Água não é mercadoria - Como a privatização pode impactar ainda mais as vidas nas favelas e periferias (artigo)

Por equipe do Dicionário de Favelas Marielle Franco


O artigo situa o problema crônico da falta de acesso satisfatório à água potável e ao saneamento básico, em regiões social e ambientalmente vulneráveis no estado do Rio de Janeiro, no contexto da pandemia de Covid-19. Direitos fundamentais e indispensáveis à vida com dignidade, a água e o sistema de esgotamento sanitário voltaram ao centro dos debates com a eclosão do Novo Coronavírus e, no Rio de Janeiro ganhou importância, mais especificamente, com o anúncio da privatização da Companhia Estadual de Águas e Esgotos do Rio de Janeiro (Cedae).

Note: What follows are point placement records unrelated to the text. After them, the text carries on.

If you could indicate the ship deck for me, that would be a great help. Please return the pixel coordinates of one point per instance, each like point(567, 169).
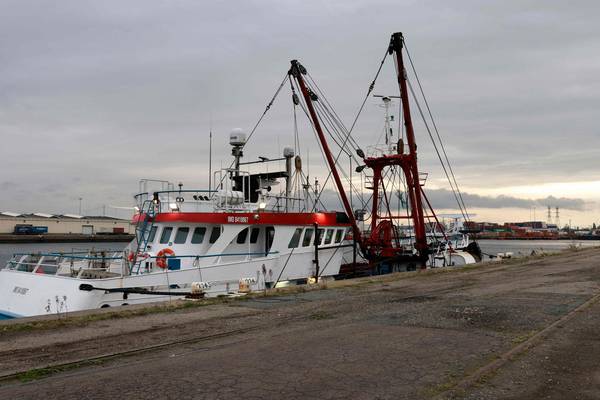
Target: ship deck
point(514, 330)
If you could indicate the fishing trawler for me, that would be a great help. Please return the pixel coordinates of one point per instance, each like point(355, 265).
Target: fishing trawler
point(242, 235)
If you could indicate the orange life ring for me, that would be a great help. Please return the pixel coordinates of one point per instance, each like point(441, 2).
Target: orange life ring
point(161, 257)
point(131, 256)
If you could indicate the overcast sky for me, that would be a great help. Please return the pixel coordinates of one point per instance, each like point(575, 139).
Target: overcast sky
point(95, 95)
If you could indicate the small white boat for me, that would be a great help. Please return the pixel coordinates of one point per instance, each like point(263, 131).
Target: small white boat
point(191, 243)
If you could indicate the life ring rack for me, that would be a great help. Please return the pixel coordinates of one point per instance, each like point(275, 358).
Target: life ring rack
point(161, 257)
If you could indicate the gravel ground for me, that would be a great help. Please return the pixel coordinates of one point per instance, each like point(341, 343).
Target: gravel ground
point(406, 336)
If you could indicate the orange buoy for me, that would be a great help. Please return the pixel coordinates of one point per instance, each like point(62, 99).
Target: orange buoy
point(161, 257)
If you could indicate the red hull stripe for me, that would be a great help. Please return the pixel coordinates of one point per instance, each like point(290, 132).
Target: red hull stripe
point(263, 218)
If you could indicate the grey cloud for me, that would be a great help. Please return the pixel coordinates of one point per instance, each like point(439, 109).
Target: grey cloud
point(110, 92)
point(444, 199)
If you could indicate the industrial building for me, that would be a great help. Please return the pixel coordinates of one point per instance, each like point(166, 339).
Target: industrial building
point(63, 224)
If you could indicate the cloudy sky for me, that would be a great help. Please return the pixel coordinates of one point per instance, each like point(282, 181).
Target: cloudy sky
point(95, 95)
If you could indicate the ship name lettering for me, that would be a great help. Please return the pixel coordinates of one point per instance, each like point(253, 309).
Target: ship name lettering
point(238, 220)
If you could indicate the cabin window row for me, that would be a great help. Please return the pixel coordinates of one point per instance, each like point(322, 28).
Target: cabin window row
point(323, 237)
point(182, 234)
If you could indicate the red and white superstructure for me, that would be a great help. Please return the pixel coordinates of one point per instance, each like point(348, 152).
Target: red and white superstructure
point(226, 241)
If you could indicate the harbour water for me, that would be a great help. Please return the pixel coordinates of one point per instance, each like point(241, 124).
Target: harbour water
point(521, 248)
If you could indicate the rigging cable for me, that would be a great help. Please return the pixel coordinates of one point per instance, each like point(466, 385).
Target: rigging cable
point(267, 108)
point(436, 149)
point(348, 135)
point(436, 130)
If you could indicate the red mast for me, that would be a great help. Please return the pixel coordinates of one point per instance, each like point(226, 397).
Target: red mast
point(297, 71)
point(380, 244)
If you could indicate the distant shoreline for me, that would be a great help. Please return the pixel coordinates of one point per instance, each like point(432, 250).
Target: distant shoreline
point(63, 238)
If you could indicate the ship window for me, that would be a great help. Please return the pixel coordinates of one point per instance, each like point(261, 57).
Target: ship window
point(307, 237)
point(198, 235)
point(166, 235)
point(329, 236)
point(319, 236)
point(214, 234)
point(269, 236)
point(242, 236)
point(181, 235)
point(152, 234)
point(338, 235)
point(254, 235)
point(295, 238)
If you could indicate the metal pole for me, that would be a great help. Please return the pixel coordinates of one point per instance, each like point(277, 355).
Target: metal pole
point(317, 240)
point(210, 160)
point(413, 183)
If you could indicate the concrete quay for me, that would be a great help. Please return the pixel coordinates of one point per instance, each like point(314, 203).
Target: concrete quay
point(524, 329)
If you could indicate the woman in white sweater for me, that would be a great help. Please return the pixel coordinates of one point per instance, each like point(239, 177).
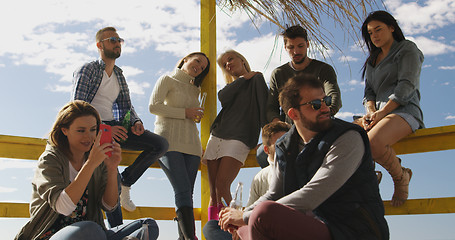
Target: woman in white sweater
point(175, 102)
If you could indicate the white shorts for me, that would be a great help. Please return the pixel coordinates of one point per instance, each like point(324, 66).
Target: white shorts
point(217, 148)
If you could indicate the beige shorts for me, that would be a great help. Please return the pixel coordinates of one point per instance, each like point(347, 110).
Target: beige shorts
point(217, 148)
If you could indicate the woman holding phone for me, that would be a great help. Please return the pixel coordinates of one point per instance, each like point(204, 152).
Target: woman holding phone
point(75, 179)
point(175, 102)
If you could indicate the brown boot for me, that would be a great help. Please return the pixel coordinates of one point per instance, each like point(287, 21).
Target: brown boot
point(400, 175)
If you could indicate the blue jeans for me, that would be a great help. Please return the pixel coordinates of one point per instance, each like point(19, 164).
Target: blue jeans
point(153, 147)
point(212, 231)
point(89, 230)
point(181, 170)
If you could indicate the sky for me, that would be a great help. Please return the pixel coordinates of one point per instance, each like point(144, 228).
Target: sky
point(45, 41)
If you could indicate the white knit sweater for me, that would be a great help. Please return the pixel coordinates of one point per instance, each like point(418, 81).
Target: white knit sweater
point(170, 97)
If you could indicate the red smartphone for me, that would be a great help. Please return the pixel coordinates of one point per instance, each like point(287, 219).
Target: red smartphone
point(106, 136)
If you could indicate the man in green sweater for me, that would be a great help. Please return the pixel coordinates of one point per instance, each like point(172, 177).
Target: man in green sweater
point(296, 44)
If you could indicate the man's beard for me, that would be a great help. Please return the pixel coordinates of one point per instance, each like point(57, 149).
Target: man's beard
point(301, 61)
point(317, 126)
point(111, 54)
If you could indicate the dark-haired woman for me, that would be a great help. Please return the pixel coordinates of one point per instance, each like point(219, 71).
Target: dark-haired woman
point(392, 96)
point(175, 102)
point(74, 180)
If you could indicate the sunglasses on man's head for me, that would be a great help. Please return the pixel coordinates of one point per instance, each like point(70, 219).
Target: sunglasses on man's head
point(317, 103)
point(114, 40)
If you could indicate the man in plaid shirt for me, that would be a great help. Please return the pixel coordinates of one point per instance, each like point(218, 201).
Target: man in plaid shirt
point(102, 84)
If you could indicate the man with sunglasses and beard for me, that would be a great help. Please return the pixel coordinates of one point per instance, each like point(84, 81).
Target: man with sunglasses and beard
point(103, 84)
point(296, 45)
point(324, 185)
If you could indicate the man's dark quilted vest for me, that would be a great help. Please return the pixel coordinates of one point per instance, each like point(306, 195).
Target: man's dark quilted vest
point(355, 211)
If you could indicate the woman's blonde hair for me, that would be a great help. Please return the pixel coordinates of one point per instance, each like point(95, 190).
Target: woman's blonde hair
point(228, 78)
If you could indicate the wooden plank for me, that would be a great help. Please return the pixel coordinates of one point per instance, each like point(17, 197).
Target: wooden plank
point(411, 206)
point(16, 210)
point(21, 210)
point(427, 140)
point(422, 206)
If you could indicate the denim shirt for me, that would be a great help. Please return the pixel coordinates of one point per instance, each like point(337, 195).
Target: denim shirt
point(87, 80)
point(397, 78)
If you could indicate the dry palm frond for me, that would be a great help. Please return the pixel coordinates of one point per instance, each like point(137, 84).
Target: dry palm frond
point(310, 14)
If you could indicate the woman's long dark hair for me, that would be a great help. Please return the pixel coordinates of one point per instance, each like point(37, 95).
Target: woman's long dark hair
point(389, 20)
point(197, 80)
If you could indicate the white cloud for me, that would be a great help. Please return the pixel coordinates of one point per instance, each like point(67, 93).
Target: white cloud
point(430, 47)
point(157, 179)
point(415, 18)
point(129, 71)
point(6, 164)
point(354, 82)
point(60, 88)
point(447, 67)
point(7, 190)
point(347, 116)
point(137, 88)
point(348, 59)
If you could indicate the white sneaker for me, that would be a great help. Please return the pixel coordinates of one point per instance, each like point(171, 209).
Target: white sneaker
point(125, 199)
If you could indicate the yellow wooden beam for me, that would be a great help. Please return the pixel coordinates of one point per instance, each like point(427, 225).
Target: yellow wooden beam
point(411, 206)
point(422, 206)
point(208, 46)
point(427, 140)
point(21, 210)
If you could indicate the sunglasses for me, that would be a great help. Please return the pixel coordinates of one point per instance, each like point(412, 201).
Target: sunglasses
point(114, 40)
point(317, 103)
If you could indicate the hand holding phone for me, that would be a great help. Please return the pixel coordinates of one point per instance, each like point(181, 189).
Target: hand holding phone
point(106, 136)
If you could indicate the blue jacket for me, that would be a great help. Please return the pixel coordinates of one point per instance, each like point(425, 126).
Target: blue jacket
point(355, 211)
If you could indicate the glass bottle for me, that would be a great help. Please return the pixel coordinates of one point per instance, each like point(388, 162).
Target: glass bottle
point(237, 199)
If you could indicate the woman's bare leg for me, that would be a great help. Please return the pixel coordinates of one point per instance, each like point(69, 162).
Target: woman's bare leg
point(388, 131)
point(228, 169)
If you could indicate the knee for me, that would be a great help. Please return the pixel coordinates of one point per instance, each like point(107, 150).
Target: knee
point(81, 230)
point(376, 145)
point(162, 145)
point(152, 227)
point(263, 211)
point(210, 228)
point(184, 198)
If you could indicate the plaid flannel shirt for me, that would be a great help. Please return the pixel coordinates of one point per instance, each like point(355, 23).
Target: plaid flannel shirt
point(87, 80)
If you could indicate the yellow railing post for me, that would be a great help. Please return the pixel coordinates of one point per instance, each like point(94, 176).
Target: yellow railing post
point(208, 46)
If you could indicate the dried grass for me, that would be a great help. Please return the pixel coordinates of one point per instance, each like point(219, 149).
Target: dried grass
point(346, 15)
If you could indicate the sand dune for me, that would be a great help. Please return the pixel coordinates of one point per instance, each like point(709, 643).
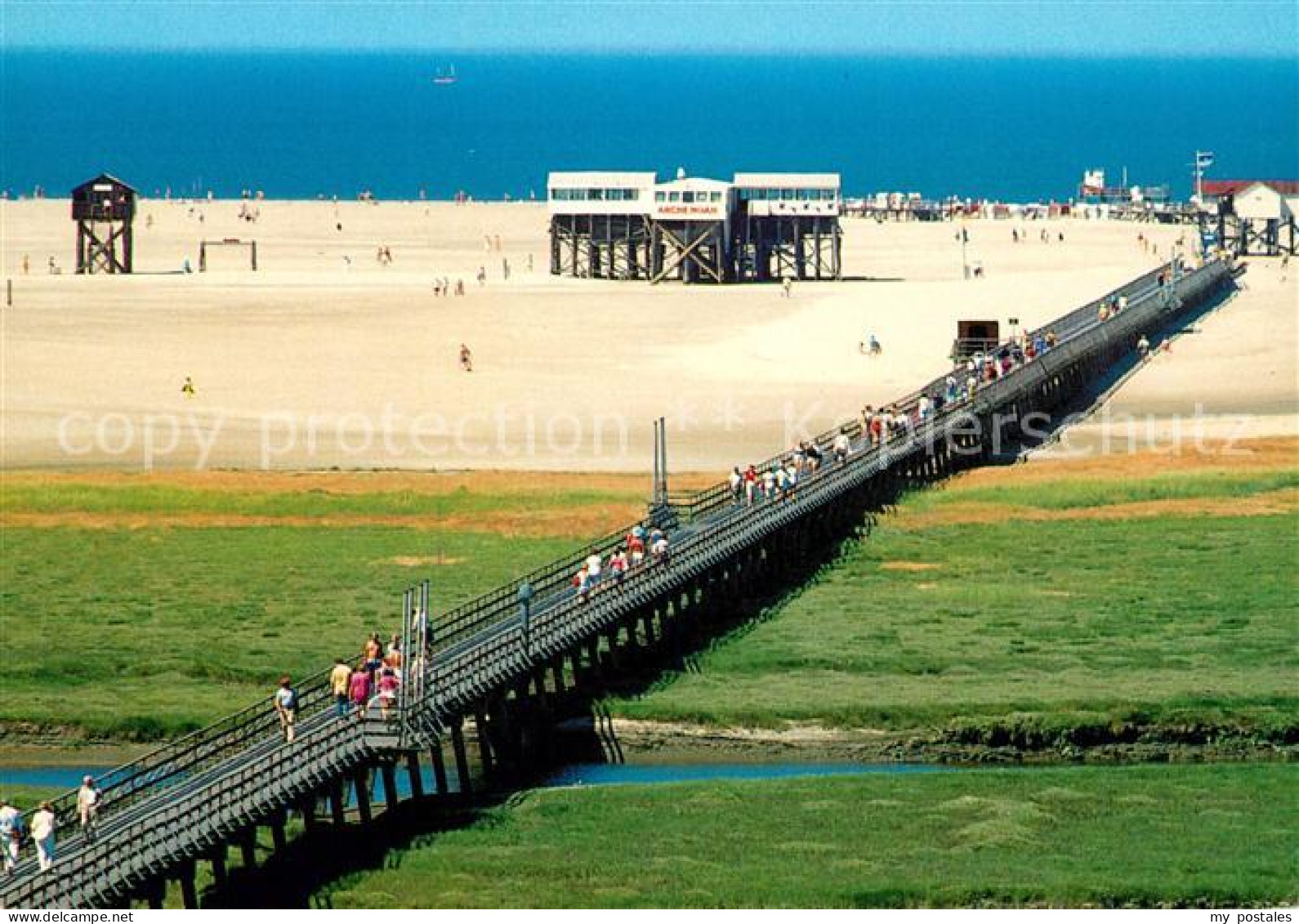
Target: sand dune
point(325, 358)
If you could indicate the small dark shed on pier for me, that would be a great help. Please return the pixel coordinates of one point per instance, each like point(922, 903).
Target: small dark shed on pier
point(104, 208)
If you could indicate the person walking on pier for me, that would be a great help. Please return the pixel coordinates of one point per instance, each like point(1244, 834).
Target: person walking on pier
point(87, 807)
point(618, 569)
point(286, 708)
point(341, 684)
point(43, 825)
point(359, 689)
point(11, 836)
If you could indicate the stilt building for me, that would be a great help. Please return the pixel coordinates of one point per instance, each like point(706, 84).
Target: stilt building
point(757, 228)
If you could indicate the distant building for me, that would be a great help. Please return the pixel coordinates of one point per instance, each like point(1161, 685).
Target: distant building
point(759, 226)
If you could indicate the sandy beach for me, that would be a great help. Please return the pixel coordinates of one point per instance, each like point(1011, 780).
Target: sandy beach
point(326, 358)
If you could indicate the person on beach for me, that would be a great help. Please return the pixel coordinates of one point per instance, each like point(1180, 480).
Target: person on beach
point(11, 836)
point(286, 708)
point(87, 807)
point(43, 827)
point(341, 684)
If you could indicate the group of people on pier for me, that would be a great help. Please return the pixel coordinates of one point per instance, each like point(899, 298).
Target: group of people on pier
point(44, 825)
point(640, 547)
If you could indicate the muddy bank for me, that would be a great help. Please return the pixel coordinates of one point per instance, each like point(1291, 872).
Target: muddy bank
point(609, 739)
point(634, 741)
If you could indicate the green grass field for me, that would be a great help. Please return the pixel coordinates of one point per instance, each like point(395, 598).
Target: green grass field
point(1025, 624)
point(143, 629)
point(1133, 836)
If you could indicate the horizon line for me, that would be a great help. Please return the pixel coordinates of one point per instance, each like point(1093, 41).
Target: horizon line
point(684, 51)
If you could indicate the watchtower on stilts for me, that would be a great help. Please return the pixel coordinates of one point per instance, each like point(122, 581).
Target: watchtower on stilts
point(788, 226)
point(104, 208)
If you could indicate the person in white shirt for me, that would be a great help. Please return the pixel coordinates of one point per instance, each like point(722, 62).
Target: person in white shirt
point(11, 833)
point(87, 807)
point(43, 825)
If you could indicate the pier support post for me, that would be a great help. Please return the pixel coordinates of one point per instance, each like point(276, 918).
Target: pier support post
point(390, 783)
point(189, 891)
point(458, 745)
point(248, 846)
point(440, 768)
point(484, 745)
point(218, 866)
point(338, 803)
point(277, 832)
point(413, 774)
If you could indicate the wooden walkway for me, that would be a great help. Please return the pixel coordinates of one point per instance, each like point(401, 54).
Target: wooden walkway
point(195, 798)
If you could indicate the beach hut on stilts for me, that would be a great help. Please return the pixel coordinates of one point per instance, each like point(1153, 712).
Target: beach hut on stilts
point(104, 208)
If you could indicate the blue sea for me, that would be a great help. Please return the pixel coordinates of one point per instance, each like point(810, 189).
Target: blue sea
point(301, 125)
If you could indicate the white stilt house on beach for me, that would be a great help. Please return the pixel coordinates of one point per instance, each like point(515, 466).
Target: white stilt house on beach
point(760, 226)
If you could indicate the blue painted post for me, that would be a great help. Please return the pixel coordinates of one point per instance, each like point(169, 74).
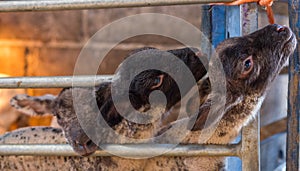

Segundo a autora, "A privatização do saneamento vai impactar ainda mais as favelas e periferias do Estado".

Autoria: Rejany Ferreira.

Esse artigo faz parte da "Radar COVID-19, Favelas", informativo produzido no âmbito da Sala de Situação Covid-19 nas Favelas do Rio de Janeiro, vinculada ao Observatório COVID-19 da Fiocruz. Estruturado com base no monitoramento ativo (vigilância de rumores) de fontes não oficiais – mídias, redes sociais e contato direto com moradores, coletivos, movimentos sociais, instituições e articuladores locais – a publicação busca sistematizar, analisar e disseminar informações sobre a situação de saúde nos territórios selecionados, visando promover a visibilidade das diversas situações de vulnerabilidade e antecipar as iniciativas de enfrentamento da pandemia.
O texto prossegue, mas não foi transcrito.